Usually i keep quite and i don’t reply back to his comments, but now i can’t just keep quite because he is being very rude to me, to my country to my dreams.  I can’t listen to bad things and keep quite anymore.. living in a desert and saying that is it an ugly place and you wish to live in another place will not help anyone think straight.. it seems to me like someone who has gold underneath his feet but he can’t see it because he is too busy looking far away from where he is standing.

What is the problem with a 600KD’s pay check? what is the problem with a 4,000 KD’s car? or a 350 rented apartment? this wont make anyone disrespect me.. and if anyone did then they have issues they need to solve.. There are people living out of this money and less… I know a whole family of four children living out of 100 KD’s a month..

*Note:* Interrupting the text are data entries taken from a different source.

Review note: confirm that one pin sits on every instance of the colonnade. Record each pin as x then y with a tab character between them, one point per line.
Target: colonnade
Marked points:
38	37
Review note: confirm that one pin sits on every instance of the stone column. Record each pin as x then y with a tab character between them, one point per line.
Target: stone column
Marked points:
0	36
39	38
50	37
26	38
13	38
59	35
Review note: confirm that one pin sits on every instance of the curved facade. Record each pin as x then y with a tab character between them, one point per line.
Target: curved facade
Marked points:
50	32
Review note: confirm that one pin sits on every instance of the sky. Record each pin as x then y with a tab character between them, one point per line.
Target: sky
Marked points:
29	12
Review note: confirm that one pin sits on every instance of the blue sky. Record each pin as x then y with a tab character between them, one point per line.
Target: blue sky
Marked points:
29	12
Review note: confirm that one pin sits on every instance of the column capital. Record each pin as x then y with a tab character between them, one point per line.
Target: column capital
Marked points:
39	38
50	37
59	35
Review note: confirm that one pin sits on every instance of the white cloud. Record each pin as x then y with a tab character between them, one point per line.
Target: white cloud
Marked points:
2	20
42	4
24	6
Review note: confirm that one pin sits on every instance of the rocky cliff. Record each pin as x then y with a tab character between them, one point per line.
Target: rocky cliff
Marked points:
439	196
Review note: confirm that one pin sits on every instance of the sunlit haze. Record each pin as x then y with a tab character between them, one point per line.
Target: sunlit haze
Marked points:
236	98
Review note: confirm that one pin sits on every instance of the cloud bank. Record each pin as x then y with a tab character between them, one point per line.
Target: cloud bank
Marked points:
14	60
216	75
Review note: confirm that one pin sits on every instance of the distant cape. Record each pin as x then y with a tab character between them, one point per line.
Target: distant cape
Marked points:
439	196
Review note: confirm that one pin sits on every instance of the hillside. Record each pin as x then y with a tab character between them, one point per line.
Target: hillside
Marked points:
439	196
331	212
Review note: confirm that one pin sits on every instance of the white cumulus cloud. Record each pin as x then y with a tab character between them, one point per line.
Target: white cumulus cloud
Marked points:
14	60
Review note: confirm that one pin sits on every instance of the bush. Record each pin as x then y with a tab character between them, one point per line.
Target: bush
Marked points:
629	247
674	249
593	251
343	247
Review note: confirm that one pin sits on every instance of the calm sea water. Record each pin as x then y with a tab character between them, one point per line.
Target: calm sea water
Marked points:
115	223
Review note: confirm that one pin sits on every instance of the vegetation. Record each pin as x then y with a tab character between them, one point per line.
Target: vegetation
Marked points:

All it takes to realize were your feet are and be happy with what you have and god will make you happier and richer if you worked hard enough.

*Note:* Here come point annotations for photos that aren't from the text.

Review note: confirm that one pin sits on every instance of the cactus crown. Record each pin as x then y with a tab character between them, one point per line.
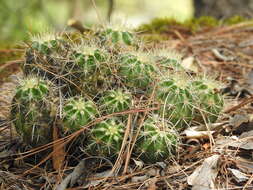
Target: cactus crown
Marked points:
116	74
106	138
32	88
116	101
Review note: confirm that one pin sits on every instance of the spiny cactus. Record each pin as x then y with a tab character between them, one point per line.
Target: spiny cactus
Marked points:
33	111
115	101
105	138
106	74
157	140
176	100
137	70
168	60
78	112
43	55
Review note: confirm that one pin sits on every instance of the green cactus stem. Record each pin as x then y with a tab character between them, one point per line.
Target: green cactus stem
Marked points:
137	70
105	138
115	101
116	36
33	111
78	112
176	100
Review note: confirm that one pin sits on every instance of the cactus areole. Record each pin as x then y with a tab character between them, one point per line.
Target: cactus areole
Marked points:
74	82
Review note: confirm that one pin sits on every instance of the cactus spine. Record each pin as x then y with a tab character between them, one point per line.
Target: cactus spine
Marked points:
106	138
33	111
115	101
78	112
157	140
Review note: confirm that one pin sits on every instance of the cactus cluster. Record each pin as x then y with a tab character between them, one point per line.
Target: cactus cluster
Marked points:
76	81
33	110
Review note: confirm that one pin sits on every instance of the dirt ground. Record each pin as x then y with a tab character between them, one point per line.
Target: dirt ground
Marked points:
226	53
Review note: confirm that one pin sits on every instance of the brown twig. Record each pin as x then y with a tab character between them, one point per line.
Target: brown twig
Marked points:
243	103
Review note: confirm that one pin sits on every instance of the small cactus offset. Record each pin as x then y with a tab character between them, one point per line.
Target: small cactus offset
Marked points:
105	73
115	101
44	54
105	138
78	112
157	140
33	111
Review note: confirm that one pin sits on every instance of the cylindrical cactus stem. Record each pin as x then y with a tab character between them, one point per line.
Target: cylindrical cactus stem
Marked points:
118	36
77	112
34	111
176	100
105	138
157	140
137	70
115	101
210	101
87	68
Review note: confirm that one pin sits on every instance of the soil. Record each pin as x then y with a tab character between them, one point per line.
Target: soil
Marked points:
225	52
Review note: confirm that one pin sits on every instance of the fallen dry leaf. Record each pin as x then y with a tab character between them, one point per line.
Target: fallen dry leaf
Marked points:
58	151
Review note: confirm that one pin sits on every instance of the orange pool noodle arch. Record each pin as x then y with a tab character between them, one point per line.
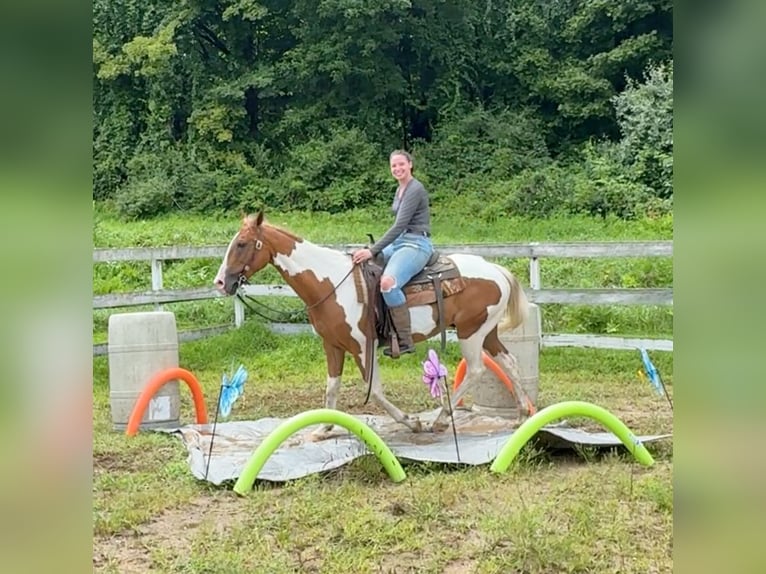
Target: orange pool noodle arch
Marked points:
155	384
498	372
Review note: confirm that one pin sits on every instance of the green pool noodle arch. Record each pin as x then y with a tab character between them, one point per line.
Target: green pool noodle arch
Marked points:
317	416
529	428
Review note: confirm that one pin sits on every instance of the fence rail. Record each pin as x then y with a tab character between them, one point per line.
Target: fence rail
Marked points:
534	252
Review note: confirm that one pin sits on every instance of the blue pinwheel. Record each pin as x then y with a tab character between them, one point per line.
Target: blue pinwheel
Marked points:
231	390
652	375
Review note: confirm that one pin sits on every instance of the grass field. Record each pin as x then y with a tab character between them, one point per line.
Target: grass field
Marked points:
586	511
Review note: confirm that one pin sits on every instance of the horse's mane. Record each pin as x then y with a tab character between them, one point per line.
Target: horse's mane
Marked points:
253	218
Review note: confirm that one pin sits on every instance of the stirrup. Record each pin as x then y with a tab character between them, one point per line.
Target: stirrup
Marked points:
402	350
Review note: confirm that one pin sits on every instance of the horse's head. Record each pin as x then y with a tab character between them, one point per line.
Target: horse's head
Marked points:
247	253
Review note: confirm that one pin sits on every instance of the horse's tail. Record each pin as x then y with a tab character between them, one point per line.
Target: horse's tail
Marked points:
518	305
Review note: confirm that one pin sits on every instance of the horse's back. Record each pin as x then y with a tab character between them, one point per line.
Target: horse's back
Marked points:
471	265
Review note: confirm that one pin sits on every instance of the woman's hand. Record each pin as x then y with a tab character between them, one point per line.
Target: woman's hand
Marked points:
361	255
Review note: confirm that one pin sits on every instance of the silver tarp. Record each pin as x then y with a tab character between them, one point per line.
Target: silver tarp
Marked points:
480	439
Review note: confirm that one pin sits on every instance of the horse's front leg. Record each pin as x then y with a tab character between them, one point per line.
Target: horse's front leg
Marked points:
377	394
471	351
334	356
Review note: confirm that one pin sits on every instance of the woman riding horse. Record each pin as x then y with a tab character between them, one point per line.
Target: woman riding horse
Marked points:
404	248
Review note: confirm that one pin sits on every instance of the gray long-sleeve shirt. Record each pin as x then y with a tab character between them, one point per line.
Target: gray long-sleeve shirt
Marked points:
412	214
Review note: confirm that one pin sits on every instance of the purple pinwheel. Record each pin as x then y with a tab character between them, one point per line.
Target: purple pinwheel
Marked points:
433	370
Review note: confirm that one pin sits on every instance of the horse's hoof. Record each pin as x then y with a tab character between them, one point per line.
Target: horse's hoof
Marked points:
415	424
439	426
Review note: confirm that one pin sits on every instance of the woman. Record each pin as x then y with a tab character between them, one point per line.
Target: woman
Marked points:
405	247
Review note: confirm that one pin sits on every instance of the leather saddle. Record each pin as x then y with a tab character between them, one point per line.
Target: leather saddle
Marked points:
439	279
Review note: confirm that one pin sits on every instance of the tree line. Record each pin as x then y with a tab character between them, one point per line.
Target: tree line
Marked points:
509	106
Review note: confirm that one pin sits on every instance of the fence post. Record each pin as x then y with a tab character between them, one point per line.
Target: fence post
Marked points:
157	279
534	273
239	313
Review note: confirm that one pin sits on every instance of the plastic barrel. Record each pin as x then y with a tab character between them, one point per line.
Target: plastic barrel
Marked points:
140	345
490	396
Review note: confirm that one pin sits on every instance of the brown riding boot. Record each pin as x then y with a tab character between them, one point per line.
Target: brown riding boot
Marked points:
401	318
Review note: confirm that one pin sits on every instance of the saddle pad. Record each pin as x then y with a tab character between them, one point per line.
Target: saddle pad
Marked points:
425	294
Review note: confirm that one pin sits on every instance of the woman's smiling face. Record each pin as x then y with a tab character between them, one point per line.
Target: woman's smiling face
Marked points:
401	168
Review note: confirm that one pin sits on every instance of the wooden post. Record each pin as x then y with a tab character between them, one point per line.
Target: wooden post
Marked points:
239	313
157	279
534	273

I wish i can tell him these thing, i wish he can be happy with his life.

My heart is aching right now, why is it when i speak it is disrespectful and when his women speaks he can’t even say a word?  i don’t know why he hates me that much, i don’t know why he treat me this way.. he left the house without saying good bye to me, and when he comes to the house he barely cares to give me a kiss.. i wounder is it because i don’t give him a look or act like a cuttie pie so he would listen to me? Is it really the way i look affects my words that much? Did he expect to see me fat without knowledge ? or beautiful without brains? or a women without voice?

Every day since my mother left.. he never respected me actually not every day, every time we start to talk.  Is it because i have my meals alone and decided to cut off my money to take care of my health? is it because i’m compromising my dinning out habits, shopping, and having few businesses here and there to pay for my health care is a big issue to him..

Tell me i did something wrong so i would go and apologize, tell me i was very disrespectful when i told him he was being too negative.. tell me i was wrong when i told him ” i wish you all the luck on your masters, get the applications ready so you get a scholarship”  Or is it the way Big women should be treated because they are fat and like what everyone believes, big women don’t take care of them selves.

4 Comments

  1. You know what you are a very sensitive girl and on top of that you use very harsh way of expressing your thoughts to others… so i don’t blame him .. and don’t be an air head ofcourse it is not the way you look … zeena you know it is the way you say things that hurt. And then you never talked before so why did you decided to speak now? you decided to stay silent so you can’t change this now, specially that he is going through a rough time in his life!

    BTW if he wasn’t happy with the way he is living … then he wouldn’t stay any longer in the country

    Ana agool re7tay et3azeen shesemha?

  2. i think you’re unbelievably selfish. You are being a burden, an obstacle standing in the way of your husbands ambitions and dreams. No wonder he resents you.

    Can you please explain ? I don’t see how selfish i am.
    Thank you
    Zeena

  3. hatha ur husband wila ur brother?

    Neither
    Zeena

  4. i think you’re selfish because you’re taking it all personal, you’re seeing it from your own personal perspective, you’re not putting yourself in other peoples shoes and not taking into consideration how others feel about things or how they view situations.

    you’re making it all about yourself, how it effects you and your life and your happiness. what about the life and happiness of others involved?

    i think there’s a serious lack of communication. you guys need to compromise, give a little, take a little, find a midpoint that you all can agree on. you might not get EVERYTHING you want, but you’ll all be a little happier at least and can get along :/


    Thank you dear Extinct Dodo, you are right i am taking it into my own considiration only, you know why? because i am seeing him refuse any advice and failing every single day, even though i can a strong believe that he will be such a successful man. I’m sure he will.
    Thank you very much dear, you really made me realize something i didn’t realize one my own.